Background: Pheochromocytomas are malignant in approximately 10% of patients. The histologic differentiation between benign and malignant tumors is difficult, the latter diagnosed by the presence of metastatic disease or recurrence.
Aim: To determine if postoperative histologic evaluation using the previously proposed Pheochromocytoma of the Adrenal Gland Scaled Score (PASS) and cell cycle/apoptosis markers can predict patients at risk for recurrence.
Methods: Using the Memorial Sloan-Kettering Cancer Center adrenal database, we identified 48 patients with 51 resected pheochromocytomas (1987-2006). A senior endocrine pathologist, blinded to clinical outcome, reviewed the histopathologic characteristics of all cases using the PASS system. This pheochromocytoma scoring system is based on the presence of 12 different histologic parameters, including tumor necrosis, mitotic rate, tumor cell spindling, and the presence of large cell nests. In addition, we constructed a tissue microarray of all 5 malignant tumors and 41 of the benign tumors. By immunostaining of the tissue microarray, we assessed the expression of 7 different cell cycle/apoptosis-related genes (p53, Ki-67, Bcl-2, mdm-2, cyclin D1, p21, and p27).

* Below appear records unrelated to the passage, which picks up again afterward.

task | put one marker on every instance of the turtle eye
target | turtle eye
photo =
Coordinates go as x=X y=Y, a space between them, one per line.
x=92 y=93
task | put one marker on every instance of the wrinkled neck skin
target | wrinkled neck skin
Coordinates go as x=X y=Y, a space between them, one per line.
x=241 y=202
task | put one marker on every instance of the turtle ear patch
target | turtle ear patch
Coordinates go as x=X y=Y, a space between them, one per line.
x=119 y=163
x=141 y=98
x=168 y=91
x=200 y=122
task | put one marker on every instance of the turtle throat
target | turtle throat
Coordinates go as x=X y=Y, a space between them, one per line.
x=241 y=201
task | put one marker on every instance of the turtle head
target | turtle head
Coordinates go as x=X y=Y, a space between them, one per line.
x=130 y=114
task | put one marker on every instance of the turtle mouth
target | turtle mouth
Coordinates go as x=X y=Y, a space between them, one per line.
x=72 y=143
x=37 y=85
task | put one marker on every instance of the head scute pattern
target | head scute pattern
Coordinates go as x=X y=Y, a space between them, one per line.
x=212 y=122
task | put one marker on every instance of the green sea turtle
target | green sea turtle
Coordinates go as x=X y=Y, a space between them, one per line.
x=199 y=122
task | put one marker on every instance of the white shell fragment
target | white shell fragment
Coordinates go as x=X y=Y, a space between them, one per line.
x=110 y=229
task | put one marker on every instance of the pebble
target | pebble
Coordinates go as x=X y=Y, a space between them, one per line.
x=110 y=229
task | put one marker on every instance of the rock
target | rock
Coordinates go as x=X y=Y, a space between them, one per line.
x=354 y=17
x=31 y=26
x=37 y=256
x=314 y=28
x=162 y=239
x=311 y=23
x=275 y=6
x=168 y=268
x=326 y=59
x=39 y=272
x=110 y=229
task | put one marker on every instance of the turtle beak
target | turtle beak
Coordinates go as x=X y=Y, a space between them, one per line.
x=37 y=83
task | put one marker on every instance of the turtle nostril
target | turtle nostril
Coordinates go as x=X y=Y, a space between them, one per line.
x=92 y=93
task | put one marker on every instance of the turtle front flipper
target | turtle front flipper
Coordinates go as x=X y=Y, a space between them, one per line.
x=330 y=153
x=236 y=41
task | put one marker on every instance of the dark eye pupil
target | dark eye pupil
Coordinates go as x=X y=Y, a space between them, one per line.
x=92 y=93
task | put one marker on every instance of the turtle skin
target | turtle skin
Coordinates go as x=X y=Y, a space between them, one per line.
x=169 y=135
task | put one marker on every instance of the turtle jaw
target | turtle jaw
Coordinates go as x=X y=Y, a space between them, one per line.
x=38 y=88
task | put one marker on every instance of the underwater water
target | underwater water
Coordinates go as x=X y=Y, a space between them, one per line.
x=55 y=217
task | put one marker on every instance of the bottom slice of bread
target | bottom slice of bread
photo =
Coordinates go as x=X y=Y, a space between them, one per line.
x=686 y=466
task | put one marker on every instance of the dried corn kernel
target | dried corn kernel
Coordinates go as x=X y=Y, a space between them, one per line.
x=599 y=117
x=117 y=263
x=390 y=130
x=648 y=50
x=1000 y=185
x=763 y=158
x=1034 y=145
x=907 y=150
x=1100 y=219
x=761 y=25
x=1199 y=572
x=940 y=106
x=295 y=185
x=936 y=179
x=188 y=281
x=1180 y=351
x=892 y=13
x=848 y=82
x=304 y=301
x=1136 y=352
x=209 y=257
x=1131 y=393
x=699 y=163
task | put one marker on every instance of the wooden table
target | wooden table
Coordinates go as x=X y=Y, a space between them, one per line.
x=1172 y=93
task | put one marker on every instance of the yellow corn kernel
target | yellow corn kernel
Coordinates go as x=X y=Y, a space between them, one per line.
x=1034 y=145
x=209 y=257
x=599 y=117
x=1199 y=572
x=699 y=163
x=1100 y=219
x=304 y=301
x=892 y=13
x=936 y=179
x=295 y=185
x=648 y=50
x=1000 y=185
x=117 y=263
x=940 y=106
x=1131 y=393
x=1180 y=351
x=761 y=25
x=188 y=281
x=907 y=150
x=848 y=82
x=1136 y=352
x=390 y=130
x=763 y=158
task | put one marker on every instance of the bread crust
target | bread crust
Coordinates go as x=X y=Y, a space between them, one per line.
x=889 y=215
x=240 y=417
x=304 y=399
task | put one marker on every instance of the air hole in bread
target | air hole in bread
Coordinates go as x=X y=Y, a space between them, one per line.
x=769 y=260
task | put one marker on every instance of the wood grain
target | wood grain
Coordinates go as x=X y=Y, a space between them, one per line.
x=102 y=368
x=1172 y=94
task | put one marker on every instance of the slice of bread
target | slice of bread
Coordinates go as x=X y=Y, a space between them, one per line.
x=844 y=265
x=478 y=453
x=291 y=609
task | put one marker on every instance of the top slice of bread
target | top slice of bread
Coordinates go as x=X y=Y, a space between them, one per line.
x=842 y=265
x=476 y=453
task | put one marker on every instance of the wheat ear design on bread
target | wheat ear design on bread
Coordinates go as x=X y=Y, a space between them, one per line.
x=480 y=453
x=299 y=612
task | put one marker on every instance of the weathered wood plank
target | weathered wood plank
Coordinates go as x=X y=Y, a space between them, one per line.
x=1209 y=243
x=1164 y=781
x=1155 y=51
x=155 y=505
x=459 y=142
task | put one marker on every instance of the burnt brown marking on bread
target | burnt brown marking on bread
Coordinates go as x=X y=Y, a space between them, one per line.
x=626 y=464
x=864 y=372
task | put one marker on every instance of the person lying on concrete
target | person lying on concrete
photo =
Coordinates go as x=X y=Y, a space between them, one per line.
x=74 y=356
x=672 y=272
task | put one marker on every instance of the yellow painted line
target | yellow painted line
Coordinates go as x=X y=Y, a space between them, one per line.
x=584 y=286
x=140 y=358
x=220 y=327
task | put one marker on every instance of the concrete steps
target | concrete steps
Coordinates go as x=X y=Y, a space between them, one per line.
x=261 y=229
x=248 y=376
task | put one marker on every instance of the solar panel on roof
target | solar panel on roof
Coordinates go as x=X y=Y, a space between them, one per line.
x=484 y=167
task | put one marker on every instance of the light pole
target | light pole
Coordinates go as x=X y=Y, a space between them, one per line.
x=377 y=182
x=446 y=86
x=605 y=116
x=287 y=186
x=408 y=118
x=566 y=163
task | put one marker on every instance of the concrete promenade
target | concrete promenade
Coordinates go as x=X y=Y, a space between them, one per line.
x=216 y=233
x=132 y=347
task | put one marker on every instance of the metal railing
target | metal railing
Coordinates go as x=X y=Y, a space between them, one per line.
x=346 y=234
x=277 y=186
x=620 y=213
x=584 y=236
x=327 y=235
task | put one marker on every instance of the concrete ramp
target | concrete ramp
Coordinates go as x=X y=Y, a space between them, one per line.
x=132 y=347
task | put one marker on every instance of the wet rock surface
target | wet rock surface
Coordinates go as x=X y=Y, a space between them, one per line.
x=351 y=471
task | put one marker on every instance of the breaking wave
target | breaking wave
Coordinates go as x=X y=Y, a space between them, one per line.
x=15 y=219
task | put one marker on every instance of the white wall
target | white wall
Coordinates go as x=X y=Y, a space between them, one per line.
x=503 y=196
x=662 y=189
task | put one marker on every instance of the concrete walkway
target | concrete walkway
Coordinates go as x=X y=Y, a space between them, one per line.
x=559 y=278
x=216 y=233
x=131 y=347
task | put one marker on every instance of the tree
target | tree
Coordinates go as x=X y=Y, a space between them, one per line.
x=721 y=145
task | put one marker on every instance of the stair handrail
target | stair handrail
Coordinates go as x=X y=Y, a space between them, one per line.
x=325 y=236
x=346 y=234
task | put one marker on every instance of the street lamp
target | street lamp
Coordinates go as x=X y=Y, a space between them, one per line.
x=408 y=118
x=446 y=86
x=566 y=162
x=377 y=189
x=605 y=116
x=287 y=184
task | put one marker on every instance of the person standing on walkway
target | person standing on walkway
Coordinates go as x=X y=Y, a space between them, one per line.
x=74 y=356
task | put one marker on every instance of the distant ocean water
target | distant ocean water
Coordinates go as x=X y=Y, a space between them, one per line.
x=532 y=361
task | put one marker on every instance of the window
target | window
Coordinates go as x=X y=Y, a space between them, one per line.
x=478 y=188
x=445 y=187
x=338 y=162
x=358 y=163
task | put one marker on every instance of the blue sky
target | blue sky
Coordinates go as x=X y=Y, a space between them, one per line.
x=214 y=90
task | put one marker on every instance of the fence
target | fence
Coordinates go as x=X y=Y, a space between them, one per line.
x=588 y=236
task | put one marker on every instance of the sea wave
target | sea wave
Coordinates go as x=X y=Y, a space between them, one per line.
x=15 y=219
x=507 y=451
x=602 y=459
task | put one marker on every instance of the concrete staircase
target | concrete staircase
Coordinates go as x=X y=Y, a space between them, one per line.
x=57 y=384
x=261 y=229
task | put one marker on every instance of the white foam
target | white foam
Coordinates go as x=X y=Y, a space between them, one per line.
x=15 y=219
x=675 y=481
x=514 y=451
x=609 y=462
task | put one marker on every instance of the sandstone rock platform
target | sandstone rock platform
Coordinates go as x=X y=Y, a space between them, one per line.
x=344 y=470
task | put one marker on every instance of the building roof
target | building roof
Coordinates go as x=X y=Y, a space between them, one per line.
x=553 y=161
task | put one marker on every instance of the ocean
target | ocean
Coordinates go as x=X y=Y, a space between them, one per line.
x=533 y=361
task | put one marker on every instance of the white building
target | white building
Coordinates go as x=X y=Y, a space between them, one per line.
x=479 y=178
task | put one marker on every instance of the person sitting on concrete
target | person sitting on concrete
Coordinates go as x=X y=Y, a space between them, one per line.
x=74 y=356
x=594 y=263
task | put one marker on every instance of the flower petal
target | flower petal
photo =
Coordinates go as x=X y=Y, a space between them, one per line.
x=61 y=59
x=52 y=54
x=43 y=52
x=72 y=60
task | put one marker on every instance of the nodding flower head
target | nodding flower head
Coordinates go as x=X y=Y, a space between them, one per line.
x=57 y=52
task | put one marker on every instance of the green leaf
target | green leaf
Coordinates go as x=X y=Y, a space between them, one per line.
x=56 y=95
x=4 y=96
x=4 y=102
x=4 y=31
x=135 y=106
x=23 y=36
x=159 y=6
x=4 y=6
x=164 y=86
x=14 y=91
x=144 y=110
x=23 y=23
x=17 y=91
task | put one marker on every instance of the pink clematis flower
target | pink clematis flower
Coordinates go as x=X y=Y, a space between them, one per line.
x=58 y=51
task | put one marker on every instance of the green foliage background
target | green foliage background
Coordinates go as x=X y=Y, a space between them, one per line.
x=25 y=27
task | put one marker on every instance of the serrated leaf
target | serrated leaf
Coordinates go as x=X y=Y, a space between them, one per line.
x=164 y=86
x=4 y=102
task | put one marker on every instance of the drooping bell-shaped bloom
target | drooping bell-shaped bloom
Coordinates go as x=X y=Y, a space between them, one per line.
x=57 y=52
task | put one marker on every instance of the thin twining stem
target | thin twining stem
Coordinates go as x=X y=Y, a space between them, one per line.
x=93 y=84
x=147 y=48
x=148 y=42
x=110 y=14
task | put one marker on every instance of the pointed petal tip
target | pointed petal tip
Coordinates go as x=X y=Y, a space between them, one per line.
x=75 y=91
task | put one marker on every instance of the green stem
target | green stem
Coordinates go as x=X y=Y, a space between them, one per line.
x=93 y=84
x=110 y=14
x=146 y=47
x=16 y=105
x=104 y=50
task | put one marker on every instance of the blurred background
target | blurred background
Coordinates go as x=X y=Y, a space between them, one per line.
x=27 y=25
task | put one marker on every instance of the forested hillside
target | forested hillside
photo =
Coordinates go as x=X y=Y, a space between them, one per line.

Results: Forty-three patients had a benign clinical course while 5 patients harbored a clinically malignant pheochromocytoma. Tumor necrosis (focal or confluent) was a particularly powerful indicator of malignancy present in 4 of 5 patients (80%) with malignant tumors, but only in 3 of 42 cases (7%) with benign neoplasms (P = .0009). The presence of a high mitotic rate (>3/10 high power fields) and tumor cell spindling significantly correlated with malignancy (P = .026 and .041, respectively). High cellularity was more often present in the malignant lesions (P = .050). There was a highly significant difference in PASS scores between benign and malignant cases (P = .0003). All malignant pheochromocytomas had a PASS score >/=6, well above the previously proposed >/=4 cutoff value. Two of the 4 patients testing positive for Ki-67 (>2% nuclear staining) had a clinically malignant course while only 3 (7%) of the 41 cases with lower Ki-67 positivity rate behaved in a malignant fashion (P = .055). Ki-67-positive tumor had a significantly higher chance of harboring tumor necrosis than Ki-67-negative neoplasms (P < .01). There was no difference in staining between benign and malignant pheochromocytomas using p53, Bcl-2, mdm-2, cyclin D1, p21, and p27.
Conclusions: (1) A PASS score of <4 predicted benign pheochromocytomas. (2) All malignant pheochromocytomas had a PASS score >/=6, which was significantly higher compared with the benign lesions. Patients with a PASS score >/=4 should be followed closely for recurrence. (3) p53, Bcl-2, mdm-2, cyclin D1, p21, and p27 appear to have no role in predicting the behavior of pheochromocytomas. Ki-67 may help identify those neoplasms at risk for recurrence by prompting the pathologist to look aggressively for adverse histologic features.